Game Retailer Urges Players to Fight Sony’s Plan to End Physical Releases
Game, the Europe-based video game retailer, has criticized Sony’s choice to stop producing physical game releases in 2028, arguing that players should retain the ability to decide how they buy and play. In a message shared on Game’s Spanish store social channels, the company urged gamers to “stand up” for physical editions and framed the move away from discs as a threat to choice and consumer rights.
Key takeaways
- Game says Sony’s plan to end physical releases in 2028 undermines player choice.
- The retailer links physical media to rights like lending, reselling, collecting, and keeping games.
- Game’s comments come from the social page run for its Spanish stores, separate from its UK and Ireland operations.
- The company argues that the future should add options rather than remove them, saying digital and physical can coexist.
- Game notes it has supported physical formats for four decades and plans to keep doing so.
Game pushes back on the “all-digital” direction
The statement opens by calling on “video game lovers” to stand up for what matters, describing recent industry choices as deeply concerning because they impact anyone who treats games as more than a downloadable file.
Game then lays out what it believes is lost each time a physical edition disappears: the freedom to enjoy the hobby on one’s own terms, including the ability to lend games to friends, resell them, build collections, and decide where and how to purchase. The retailer also points to the idea that physical media helps avoid “monopolies,” positioning discs and boxes as a check on market control.
Game says it has backed the physical format for 40 years, arguing that for “millions of players,” physical games are not just shelf items. It describes physical releases as tied to memories, collections, special editions, video game history, and—most importantly, in its view—consumer rights.
In the latter part of the message, Game rejects the notion that removing discs is an inevitable step forward. It insists the future should be built by expanding options, not shrinking them. The retailer adds that digital and physical formats can work side by side, noting that they have coexisted for years. Game says it will continue supporting physical releases by backing the people and businesses that make them possible, while also giving a platform to a community it claims has remained active and visible over time.
Game clarifies that it is not trying to eliminate digital gaming, as long as it’s handled in a way that benefits players and is managed “correctly.” The company closes by describing the issue as “the fight of a united community” that has never stopped defending what it loves.
What Game is asking for—and why it hits harder for retailers
While the statement strongly frames the issue as a community-wide battle, it remains somewhat unclear what Game is explicitly calling for beyond encouraging people to speak out against PlayStation’s plan. Still, many players have already been voicing opposition to the decision.
Game’s involvement also isn’t surprising given its position in the UK and Ireland. Players there have long pointed out that the once-dominant chain has struggled for years, shrinking from having its own presence to increasingly relying on spaces within Sports Direct.
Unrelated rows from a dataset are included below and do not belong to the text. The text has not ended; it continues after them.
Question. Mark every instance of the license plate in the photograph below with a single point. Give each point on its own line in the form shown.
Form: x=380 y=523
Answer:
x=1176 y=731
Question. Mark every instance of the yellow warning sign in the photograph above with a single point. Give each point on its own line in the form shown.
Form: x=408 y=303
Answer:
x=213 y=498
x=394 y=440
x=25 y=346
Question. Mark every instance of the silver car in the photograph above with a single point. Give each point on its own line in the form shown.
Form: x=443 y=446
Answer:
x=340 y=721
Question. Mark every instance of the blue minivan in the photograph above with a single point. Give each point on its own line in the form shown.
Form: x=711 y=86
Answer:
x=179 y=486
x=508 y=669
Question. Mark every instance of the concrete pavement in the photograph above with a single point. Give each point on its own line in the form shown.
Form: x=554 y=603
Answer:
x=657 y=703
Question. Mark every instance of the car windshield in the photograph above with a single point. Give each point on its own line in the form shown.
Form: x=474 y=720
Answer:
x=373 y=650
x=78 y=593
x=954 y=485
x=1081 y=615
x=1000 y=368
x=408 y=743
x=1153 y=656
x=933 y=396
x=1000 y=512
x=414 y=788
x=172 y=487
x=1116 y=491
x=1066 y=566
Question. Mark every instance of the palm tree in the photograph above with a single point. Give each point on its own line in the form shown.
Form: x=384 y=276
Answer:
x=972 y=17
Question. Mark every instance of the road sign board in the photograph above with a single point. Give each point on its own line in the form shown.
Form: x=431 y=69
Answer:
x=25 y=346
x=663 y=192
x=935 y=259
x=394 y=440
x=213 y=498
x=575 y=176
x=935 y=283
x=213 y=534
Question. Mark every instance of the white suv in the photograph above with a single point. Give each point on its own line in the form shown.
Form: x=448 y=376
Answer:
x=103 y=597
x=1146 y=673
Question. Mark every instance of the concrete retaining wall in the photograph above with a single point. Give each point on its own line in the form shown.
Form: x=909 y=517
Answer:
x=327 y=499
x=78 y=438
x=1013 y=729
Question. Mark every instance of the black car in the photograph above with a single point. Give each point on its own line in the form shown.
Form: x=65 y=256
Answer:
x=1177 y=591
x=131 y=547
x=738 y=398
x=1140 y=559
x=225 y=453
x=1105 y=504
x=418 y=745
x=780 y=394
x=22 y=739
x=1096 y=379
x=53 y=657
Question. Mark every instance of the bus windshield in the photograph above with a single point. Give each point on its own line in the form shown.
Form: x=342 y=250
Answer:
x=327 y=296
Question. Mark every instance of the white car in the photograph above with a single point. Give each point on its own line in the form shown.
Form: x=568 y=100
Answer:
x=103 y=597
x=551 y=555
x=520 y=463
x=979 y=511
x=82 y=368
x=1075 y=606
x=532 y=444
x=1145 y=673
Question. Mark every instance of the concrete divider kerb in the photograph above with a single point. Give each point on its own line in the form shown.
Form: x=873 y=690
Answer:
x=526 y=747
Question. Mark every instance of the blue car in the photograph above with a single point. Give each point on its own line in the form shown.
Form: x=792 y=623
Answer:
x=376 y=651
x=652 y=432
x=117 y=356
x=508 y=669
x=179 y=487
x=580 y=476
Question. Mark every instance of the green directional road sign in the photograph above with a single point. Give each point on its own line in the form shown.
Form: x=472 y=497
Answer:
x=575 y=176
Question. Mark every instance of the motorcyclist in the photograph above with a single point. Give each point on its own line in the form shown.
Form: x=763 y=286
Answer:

Game attributes its decline, in part, to the rise of online shopping and the broader shift toward digital purchases, which it says left the retailer behind.
Other physical storefronts may see Sony’s move as another warning sign, especially second-hand businesses. Those shops depend heavily on trade-ins and resales, an activity Game suggests will effectively disappear under a fully digital future. For now, though, Game implies the realistic options for many retailers are limited to public responses, with little else they can do immediately beyond posting and making their case.